Emily Porter (‘22) said, “In my opinion, the two party system is kind of confusing. Sometimes I feel like either of the parties may only like a candidate for their label, such as ‘Oh I like this person because they are a Republican or Democrat,’ so they don’t really do their research on the candidate. I think, on either side, it causes uneducated voting.”

9. Demagogue

A demagogue, also known as a rabble-rouser, is a leader who makes use of popular prejudices and false claims and promises in order to gain power. The term demagogue is used in reference to a political leader who many believe uses false information and empty promises to gain popularity. Presently, this term is used in reference to politicians such as former President Trump, because many believed he gain popularity in the 2016 and 2020 elections through the usage of false information and promises he would not fulfill.

10. Amnesty 

An amnesty is general pardon for offenses, especially political offenses, against a government, often granted before any trial or conviction. This word is used in relation to pardoning, such as the pardons by former President Trump at the end of term.
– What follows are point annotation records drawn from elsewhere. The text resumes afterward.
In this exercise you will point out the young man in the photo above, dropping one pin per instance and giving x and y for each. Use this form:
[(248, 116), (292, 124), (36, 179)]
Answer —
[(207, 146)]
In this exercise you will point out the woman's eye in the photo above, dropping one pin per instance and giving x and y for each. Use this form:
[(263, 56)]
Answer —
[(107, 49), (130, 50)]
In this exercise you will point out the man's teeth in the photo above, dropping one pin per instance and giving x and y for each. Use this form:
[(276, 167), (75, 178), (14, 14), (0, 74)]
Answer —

The ability to provide a pardon is a highly debated topic because many believe it is unfair right of the President, while others disagree.

11. Filibuster 

A filibuster is the informal term for any attempt to block or delay Senate action on a bill by debating at length, offering numerous procedural motions, or by any other delaying or obstructive actions. Filibusters benefit those opposing a bill because if the Senate cannot debate the bill, then the bill that they vote on ends is the unamended bill which is less likely to receive the necessary votes, Similarly, those in favor of a bill suffer from filibusters because they are deprived of the opportunity to fix the bill before it is voted on. 
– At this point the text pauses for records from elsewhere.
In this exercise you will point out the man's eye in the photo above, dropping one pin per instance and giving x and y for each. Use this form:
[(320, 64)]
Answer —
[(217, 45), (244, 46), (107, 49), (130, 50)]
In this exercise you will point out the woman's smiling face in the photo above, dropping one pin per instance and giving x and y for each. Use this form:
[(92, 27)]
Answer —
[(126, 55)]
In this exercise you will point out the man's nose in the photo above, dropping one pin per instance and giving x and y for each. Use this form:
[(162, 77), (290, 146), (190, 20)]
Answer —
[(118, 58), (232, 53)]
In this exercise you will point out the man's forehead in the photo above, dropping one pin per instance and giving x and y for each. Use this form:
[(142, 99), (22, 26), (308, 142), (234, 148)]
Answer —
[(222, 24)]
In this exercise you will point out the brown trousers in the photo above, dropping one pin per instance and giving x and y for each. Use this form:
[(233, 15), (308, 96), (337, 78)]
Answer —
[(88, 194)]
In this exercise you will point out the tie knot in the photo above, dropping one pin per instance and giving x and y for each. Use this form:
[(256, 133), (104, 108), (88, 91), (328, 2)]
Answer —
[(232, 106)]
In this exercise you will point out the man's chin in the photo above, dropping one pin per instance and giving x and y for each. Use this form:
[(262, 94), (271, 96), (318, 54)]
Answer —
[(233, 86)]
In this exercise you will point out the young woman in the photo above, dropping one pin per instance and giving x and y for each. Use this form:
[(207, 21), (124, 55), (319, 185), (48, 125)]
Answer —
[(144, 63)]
“Filibusters are an interesting topic.  They are a great example of the way that Congress makes its own rules, which means that they have the power to change those rules as well.  Historically, filibusters have been used to prevent all kinds of votes but, probably, most famously, they were used to prevent bringing a lot of progressive civil rights-related legislation to a vote in the Senate.  Some proponents of filibusters suggest that requiring 60 votes to prevent a filibuster [that needed for a cloture vote] means that a policy may be more likely to be approved by a majority of Americans.  Others may push back against that in suggesting that the filibuster gives undue power to senators, specifically those from less populous states, in determining which bills can even be voted on,” said History Teacher Stacy Filocco.